The function that we use to fit our model is called `emuFit`. It can accept your data in various forms, and here we will show how to use it with data frames as input. Check out the `phyloseq` vignette if you'd like to know how `radEmu` plays with `phyloseq` objects! One version of inputs to `emuFit` are 

  - `formula`: This is a formula telling radEmu what predictors to use in its model. We are using Group, which is an indicator for case (CRC) vs control (CTR). 
  - `data`: A dataframe containing information on our predictors. Recall that here we're only looking observations from the Chinese study. 

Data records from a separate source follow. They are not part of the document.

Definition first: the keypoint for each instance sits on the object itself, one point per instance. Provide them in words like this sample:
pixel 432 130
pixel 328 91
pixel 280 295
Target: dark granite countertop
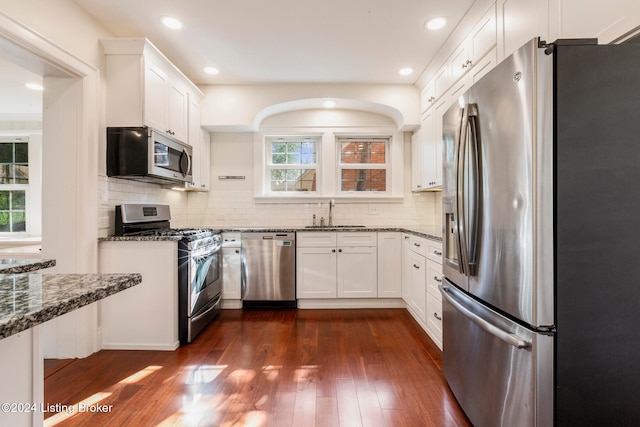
pixel 11 266
pixel 27 300
pixel 432 233
pixel 139 238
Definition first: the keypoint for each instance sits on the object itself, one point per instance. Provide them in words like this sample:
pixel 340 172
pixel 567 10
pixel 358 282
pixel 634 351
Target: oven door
pixel 200 288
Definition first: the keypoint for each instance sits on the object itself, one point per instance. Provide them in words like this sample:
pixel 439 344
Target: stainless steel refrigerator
pixel 541 297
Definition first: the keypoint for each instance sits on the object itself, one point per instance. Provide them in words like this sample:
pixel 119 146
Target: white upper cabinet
pixel 145 88
pixel 199 140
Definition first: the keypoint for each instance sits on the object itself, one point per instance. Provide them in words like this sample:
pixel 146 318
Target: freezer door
pixel 508 188
pixel 500 372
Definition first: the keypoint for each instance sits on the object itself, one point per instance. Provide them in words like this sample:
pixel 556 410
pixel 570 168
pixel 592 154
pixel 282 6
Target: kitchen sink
pixel 334 226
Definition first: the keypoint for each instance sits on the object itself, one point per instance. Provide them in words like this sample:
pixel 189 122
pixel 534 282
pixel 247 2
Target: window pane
pixel 364 180
pixel 18 221
pixel 22 152
pixel 5 224
pixel 21 174
pixel 287 180
pixel 5 197
pixel 6 152
pixel 17 200
pixel 363 152
pixel 6 174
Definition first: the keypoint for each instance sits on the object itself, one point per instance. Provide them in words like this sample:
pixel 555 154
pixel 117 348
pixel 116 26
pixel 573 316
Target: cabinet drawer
pixel 315 240
pixel 434 251
pixel 357 239
pixel 434 278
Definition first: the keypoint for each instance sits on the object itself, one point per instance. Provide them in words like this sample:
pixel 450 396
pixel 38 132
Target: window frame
pixel 25 187
pixel 340 166
pixel 269 139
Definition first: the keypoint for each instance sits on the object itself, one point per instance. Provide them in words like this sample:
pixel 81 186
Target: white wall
pixel 241 107
pixel 230 203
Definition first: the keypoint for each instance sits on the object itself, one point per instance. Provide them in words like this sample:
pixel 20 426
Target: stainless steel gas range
pixel 199 261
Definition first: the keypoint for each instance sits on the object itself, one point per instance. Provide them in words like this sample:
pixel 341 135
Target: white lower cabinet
pixel 336 265
pixel 231 259
pixel 357 273
pixel 417 286
pixel 422 273
pixel 434 302
pixel 144 317
pixel 316 273
pixel 389 264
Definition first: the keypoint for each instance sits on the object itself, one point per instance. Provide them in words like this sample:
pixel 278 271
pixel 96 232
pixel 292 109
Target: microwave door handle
pixel 188 168
pixel 475 189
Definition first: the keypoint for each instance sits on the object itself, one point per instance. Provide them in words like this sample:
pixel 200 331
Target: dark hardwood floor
pixel 277 368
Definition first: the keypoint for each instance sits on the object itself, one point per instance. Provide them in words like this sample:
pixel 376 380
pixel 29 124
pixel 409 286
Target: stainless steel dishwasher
pixel 268 269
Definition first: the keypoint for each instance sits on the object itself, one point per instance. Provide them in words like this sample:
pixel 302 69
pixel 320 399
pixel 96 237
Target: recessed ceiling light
pixel 435 23
pixel 172 23
pixel 34 86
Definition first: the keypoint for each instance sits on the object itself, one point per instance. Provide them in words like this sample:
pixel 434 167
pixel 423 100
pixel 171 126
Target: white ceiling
pixel 287 41
pixel 268 41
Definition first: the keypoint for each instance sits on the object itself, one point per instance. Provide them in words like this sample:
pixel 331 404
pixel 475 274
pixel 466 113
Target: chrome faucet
pixel 332 203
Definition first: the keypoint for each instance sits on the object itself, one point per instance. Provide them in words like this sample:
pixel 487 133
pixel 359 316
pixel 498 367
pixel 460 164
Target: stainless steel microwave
pixel 148 155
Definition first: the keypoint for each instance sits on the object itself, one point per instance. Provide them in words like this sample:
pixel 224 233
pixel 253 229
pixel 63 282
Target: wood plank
pixel 280 368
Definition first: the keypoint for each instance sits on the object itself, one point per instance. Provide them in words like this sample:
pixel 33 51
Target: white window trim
pixel 326 185
pixel 269 166
pixel 340 166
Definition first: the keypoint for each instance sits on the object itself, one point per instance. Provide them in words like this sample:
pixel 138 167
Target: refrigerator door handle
pixel 460 208
pixel 505 336
pixel 475 189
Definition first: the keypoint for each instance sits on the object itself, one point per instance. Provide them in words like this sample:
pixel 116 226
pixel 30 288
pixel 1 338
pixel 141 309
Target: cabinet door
pixel 177 112
pixel 389 264
pixel 434 319
pixel 406 268
pixel 483 37
pixel 416 160
pixel 231 281
pixel 428 154
pixel 357 272
pixel 417 296
pixel 458 62
pixel 156 86
pixel 316 273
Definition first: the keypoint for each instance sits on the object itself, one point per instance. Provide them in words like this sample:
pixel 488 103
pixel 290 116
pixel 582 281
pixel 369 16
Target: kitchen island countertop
pixel 27 300
pixel 11 265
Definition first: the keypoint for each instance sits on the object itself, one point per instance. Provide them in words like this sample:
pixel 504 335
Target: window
pixel 363 164
pixel 292 164
pixel 14 184
pixel 13 211
pixel 14 163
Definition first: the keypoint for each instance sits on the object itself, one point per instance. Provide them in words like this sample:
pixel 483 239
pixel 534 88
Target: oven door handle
pixel 208 310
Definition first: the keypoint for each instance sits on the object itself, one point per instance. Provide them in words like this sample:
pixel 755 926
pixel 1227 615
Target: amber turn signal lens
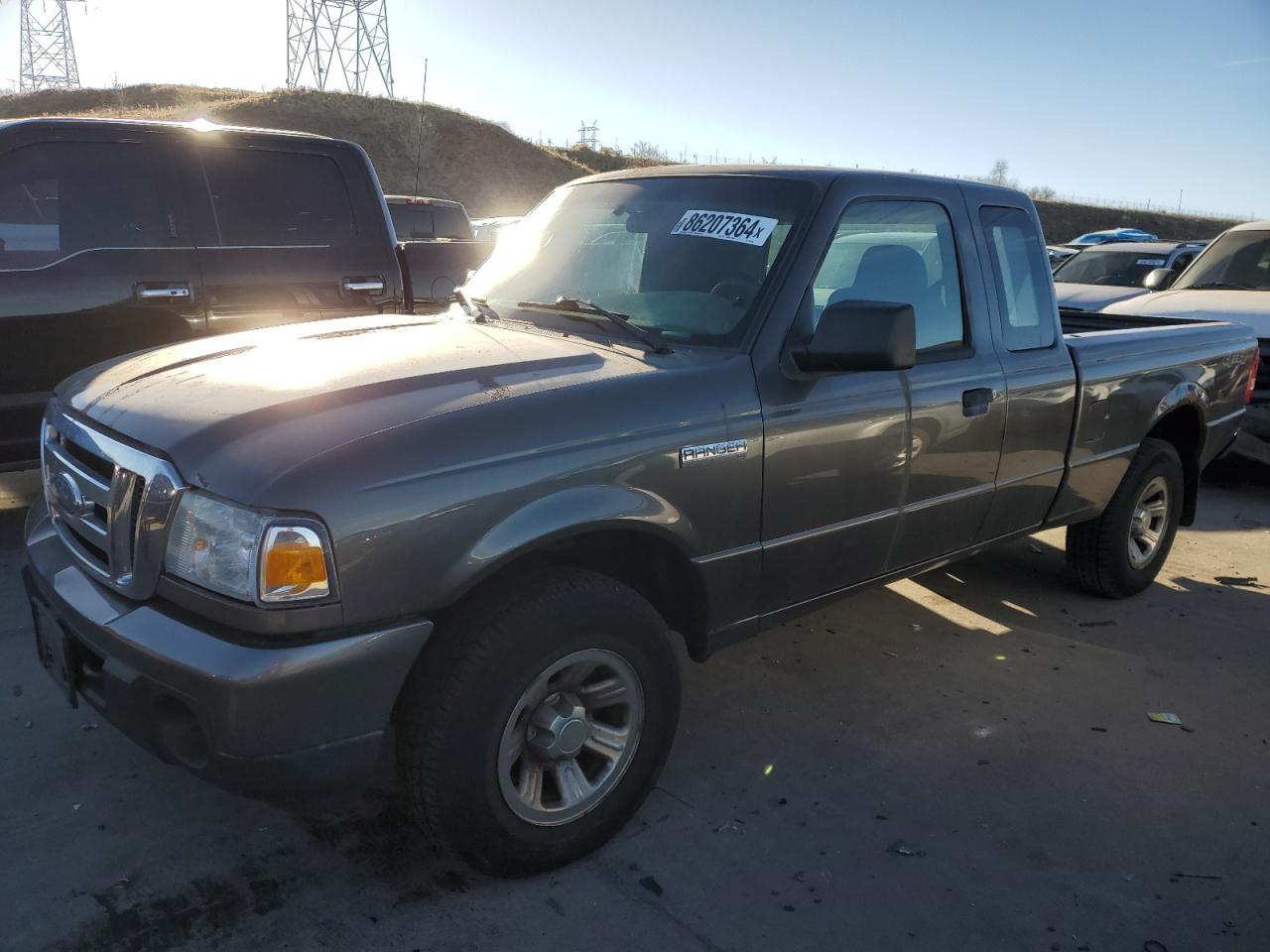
pixel 293 563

  - `Y`: A matrix or dataframe containing our observed abundance data (e.g., counts or depth measurements). The rows give the observations (samples), and the columns give the categories (taxa/mOTUs). Here we are only considering the observations from the Chinese study and the *Eubacterium*, *Porphyromonas*, *Faecalibacteria*, and *Fusobacterium* genera. Note that `Y` doesn't have to be integer-valued (counts)! 
  
and some optional arguments include 

  - `run_score_tests`: A logical value denoting whether or not to run score tests. Score tests are awesome in their error rate control (including with small sample sizes; though of course larger sample sizes always give better power), but require refitting the model, so can require some compute time.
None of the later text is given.